Pour savoir ce que les parents trouvent réellement dehors, Jérémy Defrance pratique le battage des branches : un filet, un arbre secoué dix secondes, et tout le garde-manger tombe sur un drap blanc. Résultat surprenant, il existe un pic de disponibilité de chenilles en forêt… mais aussi en ville. L’environnement urbain n’est donc pas un désert d’insectes, même si les conditions y restent plus contraignantes pour les oiseaux.

Autre expérience, des caméras fixées à l’entrée des nichoirs filment ce que les parents rapportent quand les poussins ont environ dix jours. « En début de période de reproduction, on a constaté qu’en ville, les parents rapportaient plus de chenilles qu’en forêt », résume Jérémy Defrance, doctorant au CEFE de Montpellier, cité par Sciences et Avenir. « C’est un résultat qui allait à l’encontre de ce à quoi on s’attendait ». Plus tard dans la saison, la tendance s’inverse et la forêt devient plus riche en chenilles. Plus un nichoir se trouve dans un secteur artificialisé, moins les adultes y apportent de chenilles, ce qui coïncide avec le moindre succès des nichées urbaines.

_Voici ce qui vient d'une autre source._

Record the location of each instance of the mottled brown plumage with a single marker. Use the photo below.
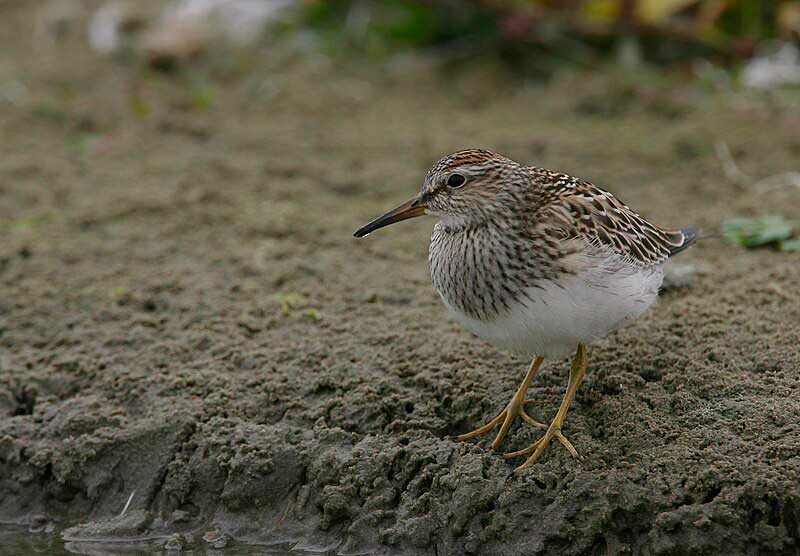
(537, 262)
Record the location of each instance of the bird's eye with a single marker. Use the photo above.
(456, 180)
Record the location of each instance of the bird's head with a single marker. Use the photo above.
(461, 188)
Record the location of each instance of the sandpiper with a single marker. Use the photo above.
(536, 262)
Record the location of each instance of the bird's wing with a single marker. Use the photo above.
(604, 220)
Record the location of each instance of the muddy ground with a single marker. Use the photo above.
(185, 315)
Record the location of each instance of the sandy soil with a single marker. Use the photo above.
(184, 313)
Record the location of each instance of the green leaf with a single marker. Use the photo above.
(752, 232)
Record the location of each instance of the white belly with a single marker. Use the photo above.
(584, 309)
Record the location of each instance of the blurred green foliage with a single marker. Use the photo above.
(755, 232)
(666, 28)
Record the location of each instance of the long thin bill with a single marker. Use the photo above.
(410, 209)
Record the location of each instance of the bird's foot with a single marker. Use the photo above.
(514, 409)
(537, 448)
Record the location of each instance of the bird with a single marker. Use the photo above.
(538, 263)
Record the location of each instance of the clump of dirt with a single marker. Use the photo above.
(184, 314)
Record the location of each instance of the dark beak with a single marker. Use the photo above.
(410, 209)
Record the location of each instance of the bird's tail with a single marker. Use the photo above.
(690, 235)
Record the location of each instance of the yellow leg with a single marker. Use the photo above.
(576, 373)
(514, 409)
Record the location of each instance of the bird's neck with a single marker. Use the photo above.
(459, 223)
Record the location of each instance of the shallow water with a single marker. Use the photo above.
(18, 541)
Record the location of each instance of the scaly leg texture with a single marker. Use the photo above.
(514, 409)
(576, 373)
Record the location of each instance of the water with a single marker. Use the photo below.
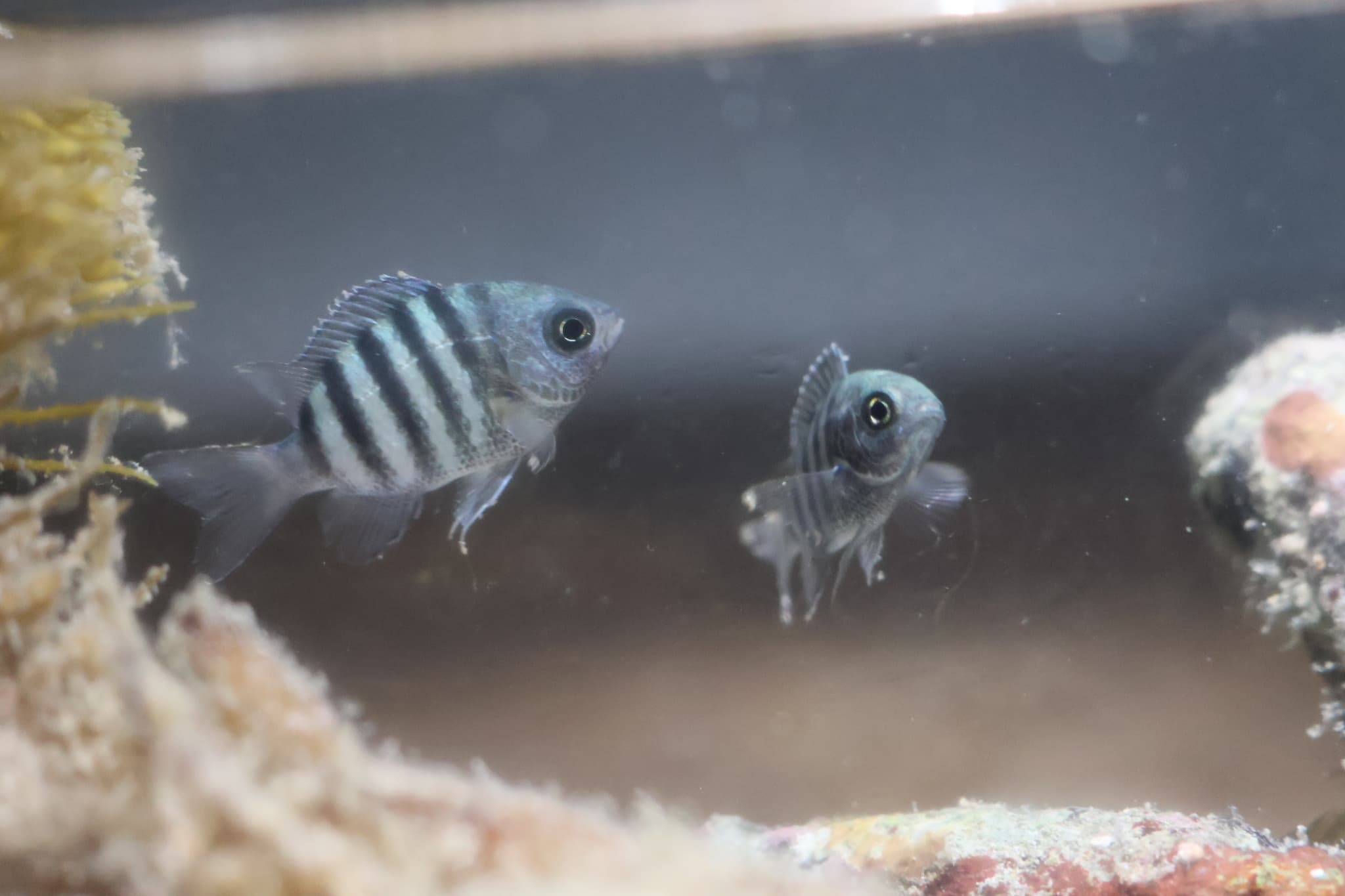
(1042, 224)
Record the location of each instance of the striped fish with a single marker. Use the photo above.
(858, 449)
(404, 387)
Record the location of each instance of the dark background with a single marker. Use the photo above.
(1067, 233)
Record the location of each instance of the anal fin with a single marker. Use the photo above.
(283, 383)
(361, 527)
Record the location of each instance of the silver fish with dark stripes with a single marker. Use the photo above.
(404, 387)
(858, 454)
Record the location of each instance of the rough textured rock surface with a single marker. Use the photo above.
(1269, 454)
(996, 851)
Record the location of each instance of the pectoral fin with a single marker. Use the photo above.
(478, 492)
(931, 500)
(871, 553)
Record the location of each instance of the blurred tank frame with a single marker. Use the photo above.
(249, 53)
(206, 759)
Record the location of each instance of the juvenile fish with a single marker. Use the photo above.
(858, 449)
(404, 387)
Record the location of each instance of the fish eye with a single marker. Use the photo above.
(879, 412)
(571, 330)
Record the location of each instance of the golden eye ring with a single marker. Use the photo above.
(879, 412)
(571, 330)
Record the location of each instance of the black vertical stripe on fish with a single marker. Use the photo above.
(816, 504)
(393, 390)
(493, 359)
(464, 350)
(409, 330)
(353, 418)
(310, 441)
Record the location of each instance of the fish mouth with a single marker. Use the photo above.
(929, 409)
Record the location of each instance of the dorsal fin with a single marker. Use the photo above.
(825, 372)
(287, 383)
(357, 308)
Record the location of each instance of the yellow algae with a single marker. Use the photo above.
(78, 251)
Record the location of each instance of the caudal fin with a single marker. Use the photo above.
(241, 494)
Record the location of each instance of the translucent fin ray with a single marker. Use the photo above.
(479, 494)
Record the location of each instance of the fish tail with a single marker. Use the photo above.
(241, 492)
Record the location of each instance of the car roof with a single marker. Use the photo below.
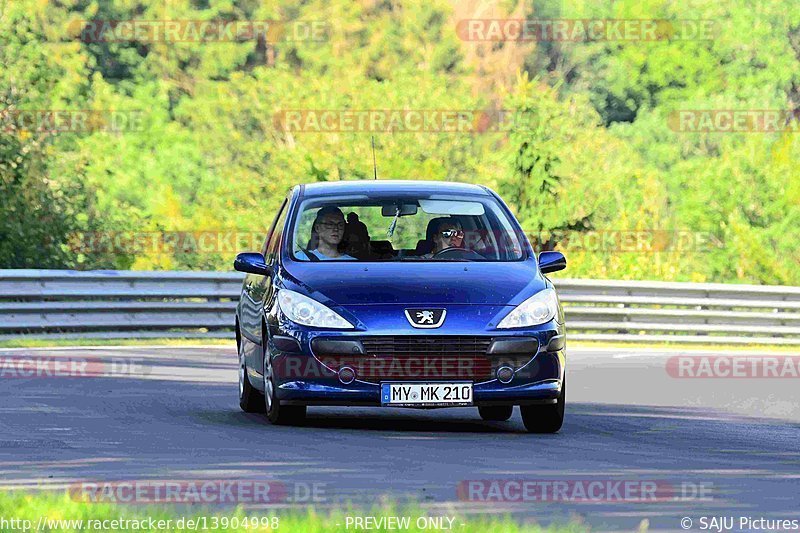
(391, 186)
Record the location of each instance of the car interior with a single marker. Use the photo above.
(394, 231)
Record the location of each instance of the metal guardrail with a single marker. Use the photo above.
(125, 304)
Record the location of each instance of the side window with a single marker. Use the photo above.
(271, 246)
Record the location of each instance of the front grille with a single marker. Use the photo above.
(445, 357)
(431, 345)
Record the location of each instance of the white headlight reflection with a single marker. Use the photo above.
(540, 308)
(308, 312)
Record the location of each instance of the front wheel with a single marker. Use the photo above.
(250, 400)
(496, 413)
(545, 418)
(278, 413)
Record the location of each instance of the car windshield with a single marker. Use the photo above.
(404, 228)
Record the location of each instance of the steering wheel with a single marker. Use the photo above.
(455, 252)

Un menu varié, la place centrale des chenilles et le rôle des jardiniers

Pour aller plus loin, le chercheur analyse les crottes des poussins grâce au metabarcoding ADN. Cette méthode révèle en détail les proies avalées : coléoptères, araignées, lépidoptères et autres arthropodes. Les poussins des villes et des forêts bénéficient de la même diversité d’espèces, ce qui suggère que la vraie différence porte plutôt sur la quantité de chenilles et le bon timing entre leur abondance maximale et la période d’élevage des jeunes.

Quand les chenilles se raréfient, les parents se rabattent sur d’autres insectes, sans toujours compenser la valeur nutritionnelle perdue. Pour aider, le jardin peut devenir une annexe du garde-manger naturel : arbres accueillant des chenilles (chênes, fruitiers), haies variées, absence d’insecticides, coin de pelouse laissé un peu sauvage. Mieux vaut éviter de nourrir soi-même un oisillon avec du pain, du lait ou des biscuits, dangereux pour lui, et contacter un centre de soins en cas de détresse. Comme le résume Jérémy Defrance, « Si on veut préserver la mésange charbonnière, il est important de l’étudier », explique-t-il, « pour que, lors de nos futurs printemps, on puisse encore entendre ce doux son de ti-tu ti-tu ti… ».